Grindrod said the first of those nine tankers was only about a metre from the licking flames. That’s when Harding, he added, put his safety at risk by walking to the edge of the fire and uncoupling the last unscathed car from a burning one.

The effort removed a considerable amount of fuel from the fire, he said.

“It’s a heroic act,” Grindrod said as he stood in the parking lot of Lac-Megantic hotel.

“Undoubtedly, he saved (the area from) much more damage and more possible casualties.”

But Harding’s response was too late to avert disaster. The 72-car train had slammed into Lac-Megantic, set off powerful explosions, and left dozens of people dead or missing.

Grindrod said the whole incident has left Harding extremely rattled.

“I haven’t seen him myself, but I understand he’s devastated by this whole thing and I could certainly understand that,” he said.

Harding was not available Tuesday to discuss his version of what happened. The Transportation Safety Board of Canada and Quebec provincial police are both investigating the disaster and will inevitably seek Harding’s input into the events.

All that is known about his role is that he worked for a company that transported fuel trains with just one engineer aboard — and, on this train, he was it.

Harding’s shift had ended and he’d retired to sleep at a hotel when disaster struck.

Numerous media converged Tuesday on his Quebec hometown of Farnham, a picturesque riverside community closer to Montreal than to the disaster site.

Attempts to ring the doorbell at his two-storey stone house proved fruitless.

Some of his friends who came to check on him also left without managing to get in. They declined to speak to a reporter outside the house.

Two of Harding’s neighbours, however, sang his praises.

One man who has lived a few houses away from him for the last dozen years said he knew little more about Harding, other than to exchange pleasantries.

“He’s an excellent neighbour — a really nice man,” he said, while declining to be identified.

Both he and the other neighbour said they could understand Harding shying away from the spotlight. The other neighbour said the media should leave him alone, given what he’s been through.

“I’m sure he’s in shock too and he needs time too,” the neighbour said.

Notes for Harding, left by reporters, remained in the mailbox uncollected.

However, similar notes left nearby at his mother’s house apparently were picked up as they disappeared over the course of the day.

At Harding’s mother’s place, a big retriever poked its head around some blinds and barked whenever the doorbell rang.

A baby could be heard crying.

The railway’s spokesman told different media that Harding was apparently roused from his sleep at a hotel when he heard the explosion.

That’s when he rushed to the scene.

Harding would not have had much time to wake up; leave his hotel for the site; borrow a firefighting outfit; and get to work with the rail-car mover.

According to Transportation Safety Board officials, the runaway train started to pull out of the municipality of Nantes early Saturday at 12:56 a.m.

Within 18 minutes, they said, it had derailed in Lac-Megantic, with devastating consequences.

The head of the major stockholder of MMA said the engineer should have been called to the scene sooner.
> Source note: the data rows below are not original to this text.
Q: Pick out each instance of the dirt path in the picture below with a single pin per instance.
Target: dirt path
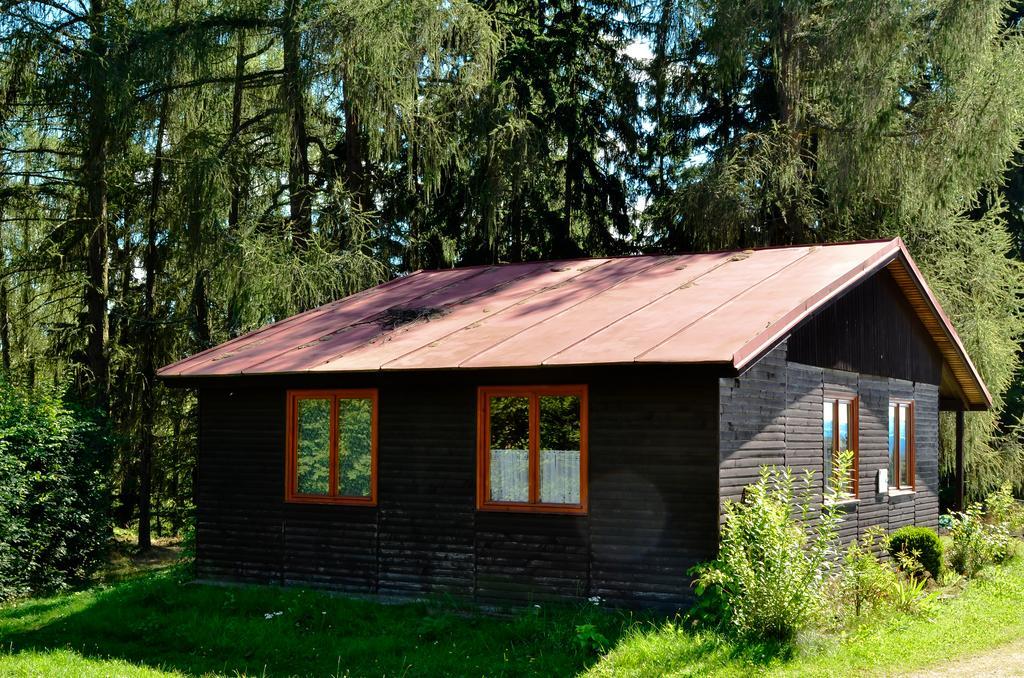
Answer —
(1003, 662)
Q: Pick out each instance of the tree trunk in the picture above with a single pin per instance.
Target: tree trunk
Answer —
(237, 92)
(4, 327)
(562, 241)
(4, 311)
(148, 399)
(298, 156)
(97, 131)
(201, 309)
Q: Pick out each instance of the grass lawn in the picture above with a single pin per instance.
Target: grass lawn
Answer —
(158, 624)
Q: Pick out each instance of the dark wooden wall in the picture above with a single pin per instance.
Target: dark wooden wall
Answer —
(653, 494)
(870, 330)
(771, 415)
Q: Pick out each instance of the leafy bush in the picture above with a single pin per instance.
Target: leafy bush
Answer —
(976, 543)
(920, 543)
(865, 582)
(771, 574)
(590, 640)
(1001, 508)
(53, 509)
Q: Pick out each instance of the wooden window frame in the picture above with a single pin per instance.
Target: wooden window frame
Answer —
(894, 482)
(854, 400)
(291, 448)
(534, 393)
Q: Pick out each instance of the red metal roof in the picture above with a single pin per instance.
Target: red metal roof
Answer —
(723, 307)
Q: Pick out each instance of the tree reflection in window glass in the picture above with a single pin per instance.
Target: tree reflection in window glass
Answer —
(313, 446)
(559, 450)
(354, 447)
(509, 450)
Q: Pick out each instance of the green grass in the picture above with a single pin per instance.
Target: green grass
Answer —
(989, 612)
(159, 621)
(158, 624)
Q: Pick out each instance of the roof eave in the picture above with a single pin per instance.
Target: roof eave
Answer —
(895, 253)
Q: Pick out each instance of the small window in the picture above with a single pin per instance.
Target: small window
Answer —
(840, 434)
(532, 449)
(901, 445)
(332, 447)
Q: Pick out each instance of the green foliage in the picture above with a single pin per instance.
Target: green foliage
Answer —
(976, 543)
(921, 543)
(53, 499)
(590, 640)
(1003, 508)
(159, 620)
(164, 620)
(771, 574)
(865, 584)
(864, 119)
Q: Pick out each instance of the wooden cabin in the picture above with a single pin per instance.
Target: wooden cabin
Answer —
(566, 429)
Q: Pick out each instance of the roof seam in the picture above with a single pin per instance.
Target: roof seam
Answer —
(280, 326)
(419, 296)
(690, 281)
(526, 272)
(735, 296)
(557, 313)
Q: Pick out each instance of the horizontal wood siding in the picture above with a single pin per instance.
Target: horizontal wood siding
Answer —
(771, 415)
(652, 494)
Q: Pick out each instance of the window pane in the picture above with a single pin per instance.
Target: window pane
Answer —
(354, 447)
(559, 450)
(827, 436)
(313, 447)
(844, 426)
(509, 461)
(904, 458)
(893, 450)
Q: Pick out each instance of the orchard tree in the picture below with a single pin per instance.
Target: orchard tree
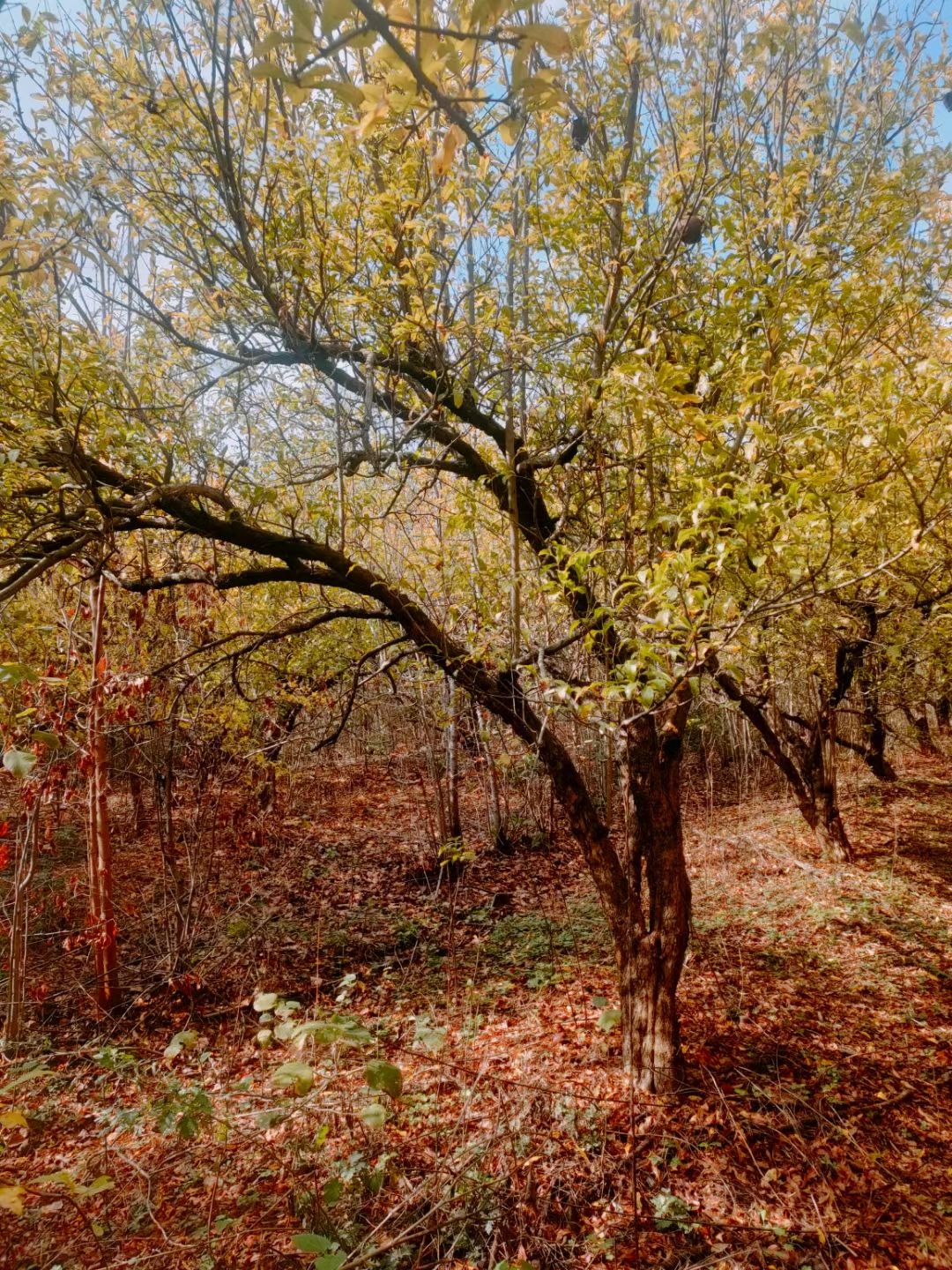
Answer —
(522, 334)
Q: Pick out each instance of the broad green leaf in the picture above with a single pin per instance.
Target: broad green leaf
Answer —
(383, 1076)
(308, 1243)
(16, 672)
(179, 1042)
(333, 13)
(19, 764)
(297, 1077)
(374, 1116)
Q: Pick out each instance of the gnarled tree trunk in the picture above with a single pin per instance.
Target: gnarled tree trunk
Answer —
(651, 957)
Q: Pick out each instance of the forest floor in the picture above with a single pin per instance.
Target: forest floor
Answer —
(816, 1027)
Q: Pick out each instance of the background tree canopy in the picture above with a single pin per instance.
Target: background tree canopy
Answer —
(594, 355)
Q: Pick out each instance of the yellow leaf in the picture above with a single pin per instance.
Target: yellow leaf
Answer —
(267, 70)
(303, 14)
(333, 13)
(371, 117)
(556, 41)
(11, 1199)
(346, 93)
(446, 153)
(509, 129)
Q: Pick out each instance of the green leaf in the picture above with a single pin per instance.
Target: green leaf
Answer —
(296, 1077)
(374, 1116)
(430, 1038)
(331, 1261)
(383, 1076)
(181, 1042)
(98, 1186)
(309, 1243)
(333, 1192)
(19, 762)
(16, 672)
(31, 1073)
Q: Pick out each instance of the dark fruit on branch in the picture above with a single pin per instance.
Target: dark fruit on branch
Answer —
(691, 228)
(582, 131)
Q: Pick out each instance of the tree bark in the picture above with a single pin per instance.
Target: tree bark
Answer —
(100, 878)
(651, 958)
(807, 765)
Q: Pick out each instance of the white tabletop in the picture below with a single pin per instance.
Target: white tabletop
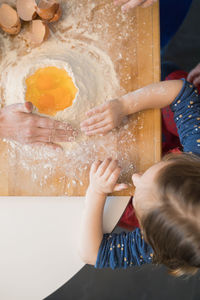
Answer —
(38, 238)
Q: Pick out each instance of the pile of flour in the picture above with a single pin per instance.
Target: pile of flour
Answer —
(91, 69)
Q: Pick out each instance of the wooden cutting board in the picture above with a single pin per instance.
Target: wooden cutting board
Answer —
(133, 43)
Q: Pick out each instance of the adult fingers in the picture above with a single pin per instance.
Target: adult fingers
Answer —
(148, 3)
(193, 73)
(95, 126)
(21, 107)
(97, 110)
(102, 130)
(120, 187)
(196, 81)
(113, 165)
(95, 166)
(50, 146)
(119, 2)
(45, 122)
(56, 135)
(48, 139)
(103, 167)
(92, 121)
(132, 4)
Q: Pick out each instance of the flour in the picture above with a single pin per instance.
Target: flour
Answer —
(81, 43)
(92, 72)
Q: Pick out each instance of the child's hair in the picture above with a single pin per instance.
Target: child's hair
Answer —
(173, 227)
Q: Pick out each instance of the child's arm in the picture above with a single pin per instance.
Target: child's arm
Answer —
(103, 180)
(109, 115)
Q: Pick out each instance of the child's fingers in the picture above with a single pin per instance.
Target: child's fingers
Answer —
(92, 120)
(120, 187)
(196, 81)
(110, 169)
(119, 2)
(96, 110)
(114, 176)
(192, 74)
(148, 3)
(102, 168)
(102, 130)
(95, 166)
(95, 126)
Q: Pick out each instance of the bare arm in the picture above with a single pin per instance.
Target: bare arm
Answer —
(103, 178)
(109, 115)
(17, 122)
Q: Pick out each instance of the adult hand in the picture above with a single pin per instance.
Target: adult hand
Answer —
(104, 176)
(103, 118)
(17, 122)
(128, 4)
(194, 75)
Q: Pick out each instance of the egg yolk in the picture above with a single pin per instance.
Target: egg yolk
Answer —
(50, 89)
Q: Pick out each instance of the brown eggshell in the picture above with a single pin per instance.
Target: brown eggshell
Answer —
(57, 15)
(39, 32)
(12, 30)
(9, 20)
(47, 9)
(26, 9)
(8, 16)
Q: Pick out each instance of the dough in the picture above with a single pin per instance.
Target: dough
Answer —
(91, 69)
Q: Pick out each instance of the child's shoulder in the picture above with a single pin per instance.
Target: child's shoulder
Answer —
(186, 108)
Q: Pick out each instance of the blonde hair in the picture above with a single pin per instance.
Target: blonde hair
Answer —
(173, 227)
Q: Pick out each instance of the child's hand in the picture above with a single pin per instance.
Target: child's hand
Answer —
(127, 5)
(104, 176)
(103, 118)
(194, 75)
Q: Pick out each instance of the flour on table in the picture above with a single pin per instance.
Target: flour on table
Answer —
(90, 68)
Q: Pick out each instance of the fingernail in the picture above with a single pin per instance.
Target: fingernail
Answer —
(74, 133)
(123, 9)
(71, 139)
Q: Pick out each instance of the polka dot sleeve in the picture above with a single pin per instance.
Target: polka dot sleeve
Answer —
(123, 250)
(186, 108)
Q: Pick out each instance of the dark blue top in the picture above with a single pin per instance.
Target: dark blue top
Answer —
(129, 249)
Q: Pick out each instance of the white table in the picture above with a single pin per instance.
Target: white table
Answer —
(38, 243)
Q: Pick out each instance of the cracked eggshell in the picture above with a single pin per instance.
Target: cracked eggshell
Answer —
(9, 20)
(26, 9)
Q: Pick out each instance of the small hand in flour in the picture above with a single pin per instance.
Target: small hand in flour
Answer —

Ed Burkhardt, president of Rail World Inc., has said the derailment was caused by a chain of errors that started with the Nantes fire department.

He said it would have been different if someone had alerted his engineer.

“The firemen should have roused the locomotive engineer who was in his hotel and taken him to the scene with them,” Burkhardt told reporters Tuesday after arriving at Montreal’s Pierre Elliott Trudeau International Airport.

“But it’s easy to say what should have happened. We’re dealing with what happened.”